The patient is a 64-year-old male with a history of hypertension, hyperlipidemia, stroke 1 year prior, and subsequent DVT with pulmonary embolism for which he has been on long-term coumadin. He is also on a statin and a beta-blocker. He was not on antiplatelet therapy.
Recently, he was diagnosed with venous insufficiency but has not been treated. He suffered RLE traumatic fractures 7 years prior and has no motor function below the knee and loss of R pedal sensation. He presented with moderate calf claudication and a chronic and progressing ulcer on the dorsum of his right second toe which he attributes to friction with poorly fitting shoes.
His doppler examination revealed tri-phasic waveforms from the CFA through the tibial arteries with bi-phasic waveforms in the dorsalis pedis arteries and a right toe-brachial index of 0.46 and left .056.
He underwent RLE angiography and intravascular ultrasound examination which revealed no significant PAD in the fem-pop segment or any of the tibial arteries. His pedal loop was severely compromised with occlusion of the lateral plantar artery and critical narrowing of the dorsalis pedis artery.

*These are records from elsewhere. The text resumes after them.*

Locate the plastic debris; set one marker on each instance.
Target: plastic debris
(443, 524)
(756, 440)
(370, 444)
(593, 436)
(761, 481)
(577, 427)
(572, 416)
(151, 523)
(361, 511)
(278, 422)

The distal dorsalis pedis artery could not be crossed successfully, but a collateral pedal loop from the lateral tarsal artery to the deep arch and lateral plantar artery was crossed and successfully treated with 2.0 mm angioplasty.
An AP magnification pedal angiogram demonstrated very good perfusion of the second toe with a notable paucity of digital branches to the 4th and 5th toes placing these digits at future risk.
At his six-month follow-up, the 2nd toe ulcer was completely healed.
Given the absence of supra-malleolar PAD, his claudication symptoms are most likely related to known venous insufficiency for which he remains awaiting treatment.